Thursday, July 29, 2010
Book Review: Counting Coup
Recently, I sent a note to Larry Colton who had a very brief career with the Phillies.
Larry sent me back a very nice and honest note. He also sent a small promo flyer for the book he wrote several years ago called "Counting Coup."
I have a bit of a personal policy of trying to read any book recommended to me, especially if there is some sort of baseball connection. Anytime I send a note to a baseball player and they kindly respond, and mention that they have contributed to a book, I try to track it down.
In the note Larry sent me, I could tell that he was a very socially minded person, as he mentioned baseball unions and politics. His awareness of social issues shows very clearly in this book.
So, I found a copy of the big, but easy to read "Counting Coup".
Colton starts out talking about how he travels to an Indian Reservation to spend some time in the area, and to write about the high school boys basketball team. Quickly, he notices a player on the girl's team who stands out. Larry's plan of writing a book about the boys team is scratched. The focus becomes the girls team and specifically Sharon.
Larry Colton has a bit of an interesting writing style. He very openly interacts with the people in the book, and he writes about it. In many ways, he becomes a part of the story.
Larry lives in the community for 15 months, following the team to games, and even going to family get-togethers and sweat lodges with locals.
He interviews local politicians, family members, and others in the community. The author boldly gives very honest quotes from those in the community.
There is some tension between the whites and the members of the Tribes. Since Larry gives such honest quotes, some of the people in the book do come off as racist. This does happen on all sides.
Also, there are the common issues that occur on a reservation. Larry acknowledges that he sees drinking as a problem in the area. Higher education is another problem. the whites seem to have an easier time getting access to an education.
Colton hasn't written just another book about an oppressed people though. By the end of the book, he has not offered an idealistic solution to racial problem.
In fact, the book is a little disappointing, as there is no fairy tale happy ending. The book ends on a bit of a down note.
With that disappointment, however, you do appreciate Colton's honesty. In the real world, the stories often do not end with everyone happy, and everything perfect in the end. If the author forced such an ending to this story, he would not be honest. These are real people in a real community.

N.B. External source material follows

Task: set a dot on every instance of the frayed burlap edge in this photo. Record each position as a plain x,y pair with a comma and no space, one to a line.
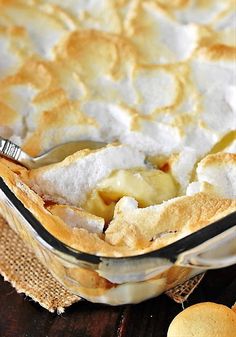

This is one of the more fascinating books I have read in some time. You feel some real attachment to the people in the area. You want to see things work out for them, especially Sharon.
The book's realness, and the author talking so openly to the reader makes for a good read. His writing style reminds you of a friend telling you a story. You aren't watching it as an outsider, you are there with him, and you develop a real interest and appreciation for these real people.